It’s not clear when, or even if, the four Station Casino properties in Las Vegas that are currently closed will reopen.
That’s the sentiment of high-ranking executives from Red Rock Resorts (NASDAQ:RRR), the parent company of Station Casinos, regarding the Fiesta Henderson, Fiesta Rancho, Palms, and Texas Station. Those venues remain closed while more than three-quarters of gaming properties in Southern Nevada reopened over the past two months.
We don’t know if or when we are going to reopen any of the closed properties. We think it’s too early to make that decision at this time,” said Red Rock CEO Frank Fertitta in response to an analyst’s question on the company’s second-quarter earnings conference call Tuesday afternoon.
As was reported on July 1, filings with the Nevada Gaming Control Board (NGCB) indicate the four aforementioned casinos could remain closed until June 30, 2021.
While executives sounded a somber tone about the fate of the four casinos, Red Rock provided a breath of fresh air this earnings season, parting from the gaming industry norm in reporting better-than-expected numbers for the June quarter.
The Las Vegas-based company said it lost $1.01 a share on revenue of $108.47 million. Analysts expected a loss of $1.16 on sales of $73.63 million. Fertitta noted that the operator is pleased with reopening results thus far, noting that it’s been able to move some play from the closed properties to Station venues that are open.
However, he added Red Rock is still trying to get clarity to navigate the coronavirus climate. The clarity sentiment was echoed by CFO Stephen Cootey regarding the closed casinos.
“I think it’s too early to assess right now,” said Cootey on the call. “Right now we have very little clarity on our current economic environment. And so…Palms is currently undecided whether we are going to open it right now.”
Conjecture about the fate of the Palms, the glitziest of the four still shuttered venues, swirls from time-to-time, with the Las Vegas rumor mill kicking up speculation that Red Rock will look to sell the resort.

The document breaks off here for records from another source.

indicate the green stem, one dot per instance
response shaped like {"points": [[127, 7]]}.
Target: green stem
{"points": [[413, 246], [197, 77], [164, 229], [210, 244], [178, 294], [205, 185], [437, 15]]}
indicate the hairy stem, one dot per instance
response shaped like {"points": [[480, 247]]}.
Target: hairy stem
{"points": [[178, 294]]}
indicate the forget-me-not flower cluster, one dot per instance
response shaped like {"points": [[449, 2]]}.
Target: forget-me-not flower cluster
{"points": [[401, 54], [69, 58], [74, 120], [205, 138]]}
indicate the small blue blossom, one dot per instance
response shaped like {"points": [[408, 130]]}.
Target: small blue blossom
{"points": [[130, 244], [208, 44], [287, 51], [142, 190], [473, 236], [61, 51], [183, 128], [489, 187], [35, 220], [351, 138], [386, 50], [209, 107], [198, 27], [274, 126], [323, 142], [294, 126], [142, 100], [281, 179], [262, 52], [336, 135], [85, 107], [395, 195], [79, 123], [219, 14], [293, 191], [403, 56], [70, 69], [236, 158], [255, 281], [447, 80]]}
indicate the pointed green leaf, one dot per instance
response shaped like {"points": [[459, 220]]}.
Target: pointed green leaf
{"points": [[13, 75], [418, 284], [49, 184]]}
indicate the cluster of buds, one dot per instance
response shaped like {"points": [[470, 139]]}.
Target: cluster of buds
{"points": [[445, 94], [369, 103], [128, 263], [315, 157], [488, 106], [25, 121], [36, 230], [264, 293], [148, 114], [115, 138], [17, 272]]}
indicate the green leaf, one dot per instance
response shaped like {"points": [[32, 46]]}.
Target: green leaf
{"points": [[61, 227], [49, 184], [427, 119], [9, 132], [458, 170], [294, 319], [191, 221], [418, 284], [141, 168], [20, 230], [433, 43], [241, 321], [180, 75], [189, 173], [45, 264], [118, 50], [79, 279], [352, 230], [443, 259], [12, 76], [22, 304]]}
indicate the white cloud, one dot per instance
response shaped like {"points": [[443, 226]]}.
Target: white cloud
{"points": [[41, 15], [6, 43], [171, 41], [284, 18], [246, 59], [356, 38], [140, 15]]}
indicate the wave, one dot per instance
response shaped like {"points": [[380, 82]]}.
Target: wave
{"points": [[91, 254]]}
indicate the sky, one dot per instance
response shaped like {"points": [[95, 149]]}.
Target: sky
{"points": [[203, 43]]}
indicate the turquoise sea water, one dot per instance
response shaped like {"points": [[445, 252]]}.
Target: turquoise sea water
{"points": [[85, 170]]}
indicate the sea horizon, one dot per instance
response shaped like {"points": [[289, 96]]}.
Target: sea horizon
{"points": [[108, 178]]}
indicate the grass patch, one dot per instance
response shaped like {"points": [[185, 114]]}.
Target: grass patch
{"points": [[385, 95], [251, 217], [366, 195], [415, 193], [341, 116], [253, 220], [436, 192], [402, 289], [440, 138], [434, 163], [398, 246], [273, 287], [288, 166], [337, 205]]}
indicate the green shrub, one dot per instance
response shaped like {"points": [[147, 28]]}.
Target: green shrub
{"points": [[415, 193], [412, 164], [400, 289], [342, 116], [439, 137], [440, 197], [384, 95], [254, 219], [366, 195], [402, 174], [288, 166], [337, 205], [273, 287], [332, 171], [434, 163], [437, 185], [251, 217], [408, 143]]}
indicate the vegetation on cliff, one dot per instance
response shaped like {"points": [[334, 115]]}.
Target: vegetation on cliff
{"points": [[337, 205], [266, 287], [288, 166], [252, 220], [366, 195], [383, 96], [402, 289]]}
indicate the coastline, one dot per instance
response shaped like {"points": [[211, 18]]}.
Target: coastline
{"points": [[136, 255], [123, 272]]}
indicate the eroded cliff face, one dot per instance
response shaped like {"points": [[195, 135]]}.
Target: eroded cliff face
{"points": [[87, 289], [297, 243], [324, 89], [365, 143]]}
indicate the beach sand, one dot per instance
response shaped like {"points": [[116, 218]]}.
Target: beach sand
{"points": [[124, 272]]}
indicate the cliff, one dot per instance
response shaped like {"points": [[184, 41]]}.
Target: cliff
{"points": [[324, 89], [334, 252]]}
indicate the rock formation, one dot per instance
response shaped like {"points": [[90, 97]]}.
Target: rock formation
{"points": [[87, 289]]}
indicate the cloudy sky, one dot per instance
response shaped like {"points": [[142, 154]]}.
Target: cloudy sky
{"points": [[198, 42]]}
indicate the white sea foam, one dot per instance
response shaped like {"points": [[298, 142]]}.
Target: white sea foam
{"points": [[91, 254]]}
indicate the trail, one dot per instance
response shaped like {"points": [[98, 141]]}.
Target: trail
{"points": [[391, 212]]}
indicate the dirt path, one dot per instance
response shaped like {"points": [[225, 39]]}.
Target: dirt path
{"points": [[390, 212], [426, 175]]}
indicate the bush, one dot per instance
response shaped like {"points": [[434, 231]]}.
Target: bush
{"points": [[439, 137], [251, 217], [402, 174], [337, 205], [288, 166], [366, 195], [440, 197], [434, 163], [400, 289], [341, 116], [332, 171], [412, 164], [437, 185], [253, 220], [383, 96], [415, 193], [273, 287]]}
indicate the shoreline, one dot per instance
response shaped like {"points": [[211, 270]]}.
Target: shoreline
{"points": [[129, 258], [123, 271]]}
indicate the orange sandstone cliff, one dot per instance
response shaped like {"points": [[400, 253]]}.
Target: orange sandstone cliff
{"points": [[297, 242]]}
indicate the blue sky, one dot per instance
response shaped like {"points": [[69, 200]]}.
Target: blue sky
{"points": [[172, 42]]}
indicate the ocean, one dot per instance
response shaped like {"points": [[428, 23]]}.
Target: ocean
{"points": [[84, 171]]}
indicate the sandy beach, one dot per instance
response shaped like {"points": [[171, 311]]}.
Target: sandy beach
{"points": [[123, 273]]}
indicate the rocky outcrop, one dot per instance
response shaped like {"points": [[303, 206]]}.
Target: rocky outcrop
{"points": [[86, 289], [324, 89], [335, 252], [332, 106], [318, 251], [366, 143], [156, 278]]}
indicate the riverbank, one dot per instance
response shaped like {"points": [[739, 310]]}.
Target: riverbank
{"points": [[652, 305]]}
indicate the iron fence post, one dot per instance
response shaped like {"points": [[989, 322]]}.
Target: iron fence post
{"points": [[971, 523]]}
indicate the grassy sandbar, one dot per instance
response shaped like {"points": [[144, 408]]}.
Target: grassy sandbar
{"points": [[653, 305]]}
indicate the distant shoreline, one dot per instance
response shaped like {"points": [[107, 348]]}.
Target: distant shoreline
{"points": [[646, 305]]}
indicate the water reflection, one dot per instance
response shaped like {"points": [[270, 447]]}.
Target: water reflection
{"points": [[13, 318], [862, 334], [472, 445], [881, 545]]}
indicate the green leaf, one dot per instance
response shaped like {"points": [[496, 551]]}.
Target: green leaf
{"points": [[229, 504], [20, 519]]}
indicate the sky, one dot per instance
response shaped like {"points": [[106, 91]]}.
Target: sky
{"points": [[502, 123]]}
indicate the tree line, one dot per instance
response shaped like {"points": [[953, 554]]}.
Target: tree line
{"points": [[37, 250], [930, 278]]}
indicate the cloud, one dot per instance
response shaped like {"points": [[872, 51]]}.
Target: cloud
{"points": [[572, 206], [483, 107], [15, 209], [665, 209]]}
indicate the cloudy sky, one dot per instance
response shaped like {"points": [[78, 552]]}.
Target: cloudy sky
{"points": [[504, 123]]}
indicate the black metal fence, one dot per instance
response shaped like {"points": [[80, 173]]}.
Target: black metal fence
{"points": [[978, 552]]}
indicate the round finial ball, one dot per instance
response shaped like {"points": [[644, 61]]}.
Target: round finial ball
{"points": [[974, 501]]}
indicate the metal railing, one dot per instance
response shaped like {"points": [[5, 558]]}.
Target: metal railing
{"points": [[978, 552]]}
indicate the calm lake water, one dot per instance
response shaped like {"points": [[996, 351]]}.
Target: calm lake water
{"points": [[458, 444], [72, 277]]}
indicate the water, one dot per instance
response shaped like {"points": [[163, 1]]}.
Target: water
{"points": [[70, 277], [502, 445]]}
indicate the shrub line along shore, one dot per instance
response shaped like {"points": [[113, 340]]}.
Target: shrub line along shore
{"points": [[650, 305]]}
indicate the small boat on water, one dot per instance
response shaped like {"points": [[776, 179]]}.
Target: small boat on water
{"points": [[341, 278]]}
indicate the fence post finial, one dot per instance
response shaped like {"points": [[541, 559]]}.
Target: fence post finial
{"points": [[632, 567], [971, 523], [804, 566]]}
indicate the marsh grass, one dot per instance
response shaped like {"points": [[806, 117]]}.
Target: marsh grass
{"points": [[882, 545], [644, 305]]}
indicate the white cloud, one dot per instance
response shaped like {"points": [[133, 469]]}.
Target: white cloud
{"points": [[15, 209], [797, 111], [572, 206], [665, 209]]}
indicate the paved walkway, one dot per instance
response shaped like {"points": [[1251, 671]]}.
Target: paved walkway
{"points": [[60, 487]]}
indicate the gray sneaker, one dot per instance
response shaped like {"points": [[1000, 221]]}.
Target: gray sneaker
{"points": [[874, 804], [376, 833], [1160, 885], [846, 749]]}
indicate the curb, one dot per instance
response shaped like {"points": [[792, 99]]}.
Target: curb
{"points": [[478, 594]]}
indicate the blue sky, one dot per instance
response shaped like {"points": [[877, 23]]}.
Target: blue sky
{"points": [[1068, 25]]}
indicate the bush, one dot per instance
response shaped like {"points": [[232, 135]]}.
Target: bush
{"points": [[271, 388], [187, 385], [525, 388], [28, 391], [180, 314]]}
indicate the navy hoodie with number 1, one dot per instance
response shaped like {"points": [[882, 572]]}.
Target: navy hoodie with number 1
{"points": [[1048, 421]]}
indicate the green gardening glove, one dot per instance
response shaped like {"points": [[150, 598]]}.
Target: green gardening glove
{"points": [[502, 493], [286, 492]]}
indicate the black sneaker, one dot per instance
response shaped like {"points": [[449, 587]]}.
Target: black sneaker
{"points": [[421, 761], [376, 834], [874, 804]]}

However, Fertitta quashed that talk following the company’s first-quarter earnings report.
This time around, analysts didn’t broach the subject of the Palms or any other Station property being sold, and the idea of divestment wasn’t mentioned by executives participating in the call.
Even if Fertitta and the team are mulling sales and keeping that idea close to their respective vests, now may not be the right time to sell. First, other Las Vegas gaming venues are for sale. Second, the casino resorts that were sold during the COVID-19 shutdown period traded at rock-bottom price tags. That was confirmed that with a lack of clarity as to when the industry will rebound in earnest, sellers aren’t dealing from positions of strength.